Bulletin of the American Physical Society
2018 Annual Fall Meeting of the APS Ohio-Region Section
Volume 63, Number 15
Friday–Saturday, September 28–29, 2018; University of Toledo, Toledo, Ohio
Session E03: Energy and the Environment
9:00 AM–10:15 AM,
Saturday, September 29, 2018
SU
Room: 2591
Chair: Zhaoning Song, The University of Toledo
Abstract ID: BAPS.2018.OSF.E03.5
Abstract: E03.00005 : Substrate configuration CdTe solar cells
(Author Not Attending)
Presenter:
Sandip Singh Bista
(University of Toledo)
Authors:
Sandip Singh Bista
(University of Toledo)
Dengbing Li
(University of Toledo)
Suman Rijal
(University of Toledo)
Yanfa Yan
(The University of Toledo)
Cadmium Telluride (CdTe) thin film solar cells technology is prominent because of optimum theoretical conversion efficiency and low manufacturing cost. CdTe solar cells are fabricated in two configurations namely superstrate and substrate. The latter has many advantages over the former, such as the feasibility to replace rigid glass with flexible metal or polymers, and it is much easier to study the interface.
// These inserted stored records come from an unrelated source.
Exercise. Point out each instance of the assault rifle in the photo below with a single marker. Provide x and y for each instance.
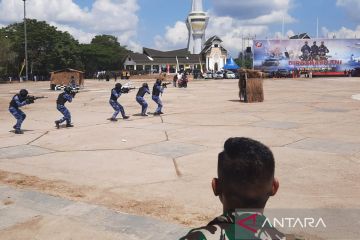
(164, 85)
(127, 89)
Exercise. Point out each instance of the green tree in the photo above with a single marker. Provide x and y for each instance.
(103, 53)
(7, 56)
(48, 48)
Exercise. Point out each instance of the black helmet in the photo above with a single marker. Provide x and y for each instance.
(23, 93)
(68, 89)
(118, 86)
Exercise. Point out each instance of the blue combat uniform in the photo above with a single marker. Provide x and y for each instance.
(115, 94)
(157, 90)
(62, 99)
(14, 108)
(141, 100)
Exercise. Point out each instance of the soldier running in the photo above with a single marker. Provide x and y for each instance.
(157, 90)
(245, 181)
(66, 96)
(141, 100)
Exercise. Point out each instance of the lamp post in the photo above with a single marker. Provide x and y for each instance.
(26, 53)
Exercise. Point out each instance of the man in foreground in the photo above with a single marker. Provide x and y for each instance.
(245, 182)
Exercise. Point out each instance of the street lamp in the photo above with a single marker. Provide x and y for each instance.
(26, 54)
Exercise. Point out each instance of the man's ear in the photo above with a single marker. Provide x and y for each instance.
(216, 186)
(275, 187)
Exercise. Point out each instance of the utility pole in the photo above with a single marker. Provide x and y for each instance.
(26, 53)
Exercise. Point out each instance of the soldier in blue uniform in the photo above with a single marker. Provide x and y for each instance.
(315, 51)
(246, 180)
(141, 100)
(16, 103)
(157, 90)
(115, 94)
(66, 96)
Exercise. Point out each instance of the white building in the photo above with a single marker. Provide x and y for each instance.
(196, 22)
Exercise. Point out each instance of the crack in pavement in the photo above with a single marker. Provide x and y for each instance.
(42, 135)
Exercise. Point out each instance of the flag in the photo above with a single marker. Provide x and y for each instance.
(22, 68)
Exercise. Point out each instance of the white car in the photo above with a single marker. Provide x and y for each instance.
(219, 75)
(208, 75)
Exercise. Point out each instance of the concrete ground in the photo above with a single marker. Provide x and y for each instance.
(161, 167)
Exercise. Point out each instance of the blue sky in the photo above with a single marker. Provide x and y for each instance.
(160, 23)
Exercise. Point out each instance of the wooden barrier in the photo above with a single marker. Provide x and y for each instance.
(251, 86)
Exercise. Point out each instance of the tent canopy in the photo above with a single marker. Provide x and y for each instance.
(231, 65)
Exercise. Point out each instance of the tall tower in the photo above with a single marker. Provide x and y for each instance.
(196, 22)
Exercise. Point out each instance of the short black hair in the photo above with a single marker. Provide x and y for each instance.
(245, 169)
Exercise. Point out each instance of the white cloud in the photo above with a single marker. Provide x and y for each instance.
(232, 21)
(342, 32)
(115, 17)
(351, 6)
(175, 37)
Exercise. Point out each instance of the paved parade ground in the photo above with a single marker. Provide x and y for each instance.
(146, 176)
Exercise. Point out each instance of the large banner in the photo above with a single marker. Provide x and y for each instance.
(320, 55)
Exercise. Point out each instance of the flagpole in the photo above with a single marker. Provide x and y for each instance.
(317, 28)
(26, 52)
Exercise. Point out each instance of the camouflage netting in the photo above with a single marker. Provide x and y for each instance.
(251, 86)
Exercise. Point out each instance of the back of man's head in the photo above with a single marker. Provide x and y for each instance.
(246, 173)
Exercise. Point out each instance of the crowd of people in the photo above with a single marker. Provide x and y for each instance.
(23, 98)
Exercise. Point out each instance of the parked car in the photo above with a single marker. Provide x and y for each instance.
(219, 75)
(230, 75)
(208, 75)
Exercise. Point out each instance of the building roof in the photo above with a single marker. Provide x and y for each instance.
(67, 70)
(301, 36)
(174, 53)
(212, 39)
(208, 44)
(139, 57)
(153, 56)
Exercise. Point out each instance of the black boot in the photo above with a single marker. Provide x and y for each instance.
(18, 131)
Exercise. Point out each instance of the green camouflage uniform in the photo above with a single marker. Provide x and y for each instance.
(224, 228)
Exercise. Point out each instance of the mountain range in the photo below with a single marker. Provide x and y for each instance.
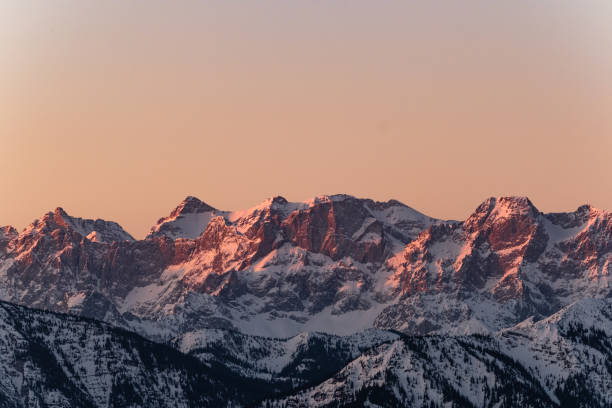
(336, 301)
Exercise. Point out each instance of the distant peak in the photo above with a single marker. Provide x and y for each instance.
(508, 203)
(191, 205)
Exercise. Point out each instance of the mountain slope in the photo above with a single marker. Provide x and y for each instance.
(66, 361)
(336, 264)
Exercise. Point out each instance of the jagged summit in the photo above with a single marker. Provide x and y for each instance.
(188, 220)
(191, 205)
(97, 230)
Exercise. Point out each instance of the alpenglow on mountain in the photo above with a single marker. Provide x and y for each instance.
(336, 301)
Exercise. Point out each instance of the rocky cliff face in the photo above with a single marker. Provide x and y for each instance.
(334, 263)
(517, 297)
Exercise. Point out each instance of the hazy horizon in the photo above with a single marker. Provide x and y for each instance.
(118, 110)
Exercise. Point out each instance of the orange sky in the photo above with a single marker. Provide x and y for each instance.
(118, 109)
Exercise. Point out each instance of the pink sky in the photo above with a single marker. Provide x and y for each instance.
(119, 109)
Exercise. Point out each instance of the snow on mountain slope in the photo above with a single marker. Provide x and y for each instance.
(564, 360)
(506, 262)
(299, 360)
(336, 264)
(188, 220)
(66, 361)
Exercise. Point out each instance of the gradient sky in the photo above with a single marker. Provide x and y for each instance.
(119, 109)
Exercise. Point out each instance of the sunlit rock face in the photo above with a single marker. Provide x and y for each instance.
(334, 264)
However, substrate configuration still has lots of challenges with record power conversion efficiency of ~14% while superstrate has already reached 22.1%. The issues for substrate configuration is the poor ohmic contact with the substrate. Molybdenum(Mo) is found to be the best back contact because of its high thermal expansion, good conductivity, and adequate reflection. To make better ohmic contact, we worked with various contact layers and found that molybdenum diselenide (MoSe2) boosts better performance for copper (Cu) free CdTe solar cells and a comparative analysis of these contact layers will be presented. The differences between different CdS deposition methods and the effect of heat treatment before and after CdS deposition will also be discussed for substrate configuration.